Kategori resiko tinggi pemberian antibiotik profilaksis pada : katup
jantung buatan, termasuk bioprostetik dan katup homograf, endokarditis jantung
kongenital sianotik kompleks (misalnya ventrikel tunggal), transposisi arteri besar,
tetralogi fallot, shunt/ conduit sistemik pulmonal yang telah dibedah rekonstruksi.
Sedangkan kategori resiko sedang terdapat pada malformasi jantung kongenital
lainnya, disfungsi katup yang didapat (penyakit jantung rematik), kardiomiopati
hipertropik, prolaps katup mitral dengan regurgitasi katup dan atau penebalan
daun katup. Kategori resiko rendah pada ASD sekunder terisolasi, ASD, VSD,
PDA yang telah dibedah reparasi (tanpa residu dalam 6 bulan), bedah pintas
koroner sebelumnya, prolaps katup mitral tanpa regurgitasi katup, bising jantung
fisiologik, fungsional atau inosen, penyakit kawasaki sebelumnya tanpa disfungsi
katup, demam rematik sebelumnya tanpa disfungsi katup, alat pacu jantung
(intravaskuler dan epikardial) dan defibrilator implan
Prosedur yang disarankan mendapatkan profilaksis endokarditis adalah :
ekstraksi gigi, prosedur periodontal, pemasangan implan gigi dan reimplantasi,
instrumen endodontik atau pembedahan sampai bagian apeks, pemasangan
fiber/strip antibiotik pada subgingiva, pemasangan awal kawat gigi, injeksi
anestetik lokal intraligamen, pembersihan gigi atau implan.
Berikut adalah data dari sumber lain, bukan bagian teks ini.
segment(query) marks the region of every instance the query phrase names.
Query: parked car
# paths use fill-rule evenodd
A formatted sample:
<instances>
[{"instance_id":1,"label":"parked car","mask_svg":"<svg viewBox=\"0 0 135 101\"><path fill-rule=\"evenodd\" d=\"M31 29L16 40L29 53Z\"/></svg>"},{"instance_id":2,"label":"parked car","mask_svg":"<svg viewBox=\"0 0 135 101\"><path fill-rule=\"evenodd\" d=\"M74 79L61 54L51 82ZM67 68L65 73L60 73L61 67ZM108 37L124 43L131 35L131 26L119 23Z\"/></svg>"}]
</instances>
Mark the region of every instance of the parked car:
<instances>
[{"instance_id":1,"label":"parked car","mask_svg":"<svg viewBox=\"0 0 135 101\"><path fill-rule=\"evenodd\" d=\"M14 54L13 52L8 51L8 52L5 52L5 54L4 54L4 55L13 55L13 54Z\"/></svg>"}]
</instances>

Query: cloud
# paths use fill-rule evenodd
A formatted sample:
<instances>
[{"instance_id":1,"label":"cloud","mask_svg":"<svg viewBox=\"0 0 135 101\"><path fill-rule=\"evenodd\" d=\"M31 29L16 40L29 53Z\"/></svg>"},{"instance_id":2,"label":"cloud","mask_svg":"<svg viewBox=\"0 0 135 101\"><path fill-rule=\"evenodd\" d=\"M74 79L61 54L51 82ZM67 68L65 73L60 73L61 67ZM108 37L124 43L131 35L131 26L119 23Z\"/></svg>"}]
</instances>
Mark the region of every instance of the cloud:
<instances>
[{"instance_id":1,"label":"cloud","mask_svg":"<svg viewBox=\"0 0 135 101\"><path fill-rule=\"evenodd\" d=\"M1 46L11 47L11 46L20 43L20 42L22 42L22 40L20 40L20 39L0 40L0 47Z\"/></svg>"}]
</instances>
Prosedur lainnya
adalah : tonsilektomi dan atau adenoidektomi, pembedahan yang melibatkan
mukosa pernafasan, bronkoskopi dengan bronkoskop yang kaku. Prosedur saluran
cerna yaitu pada skleroterapi untuk varises esofagus, dilatasi striktur esofagus,
endoscopic retrograde cholangiography dengan obstruksi bilier, pembedahan
saluran bilier, pembedahan yang melibatkan mukosa usus. Prosedur pembedahan
saluran kemih yaitu bedah prostat, sistoskopi, dilatasi uretra.
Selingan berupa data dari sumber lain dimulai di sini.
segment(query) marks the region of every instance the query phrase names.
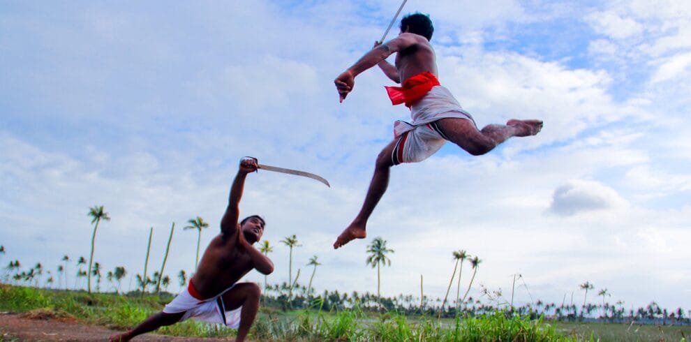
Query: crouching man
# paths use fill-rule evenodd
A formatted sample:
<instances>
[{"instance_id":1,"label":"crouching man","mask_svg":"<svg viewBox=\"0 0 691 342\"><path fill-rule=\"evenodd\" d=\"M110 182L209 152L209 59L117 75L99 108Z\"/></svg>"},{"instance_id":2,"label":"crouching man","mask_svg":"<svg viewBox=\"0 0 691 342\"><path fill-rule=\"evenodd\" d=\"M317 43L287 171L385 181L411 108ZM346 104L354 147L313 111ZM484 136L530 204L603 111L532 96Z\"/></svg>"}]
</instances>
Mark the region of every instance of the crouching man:
<instances>
[{"instance_id":1,"label":"crouching man","mask_svg":"<svg viewBox=\"0 0 691 342\"><path fill-rule=\"evenodd\" d=\"M240 162L230 188L228 207L221 221L221 234L207 247L187 288L163 311L149 317L131 330L111 336L110 341L128 341L188 318L237 328L236 341L244 341L259 311L261 290L256 283L237 281L253 269L263 274L274 272L271 260L253 246L264 233L264 219L255 215L238 223L245 177L256 170L255 161L243 159Z\"/></svg>"}]
</instances>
Down Syndrom adalah salah satu penyakit yang disebabkan kelainan pada
kromosom yang merupakan serat-serat khusus yang terdapat didalam setiap sel
didalam badan manusia. Serat-serat khusus ini terdapat bagan-bagan genetik yang
menentukan sifat-sifat seseorang. Down syndrom juga sering disebabkan oleh hasil
penyimpangan kromosom saat konsepsi.
Ciri utama kelainan struktur muka dan satu atau ketidakmampuan fisik dan
juga waktu hidup yang singkat. Bayi normal dilahirkan dengan jumlah 46 kromosom
(23 pasang) yaitu hanya sepasang kromosom 21 (2 kromosom 21). Sedangkan bayi
dengan Kelainan Down Syndrom terjadi disebabkan kelebihan kromosom 21 dimana
3 kromosom 21 menjadikan jumlah kesemua kromosom ialah 47 kromosom.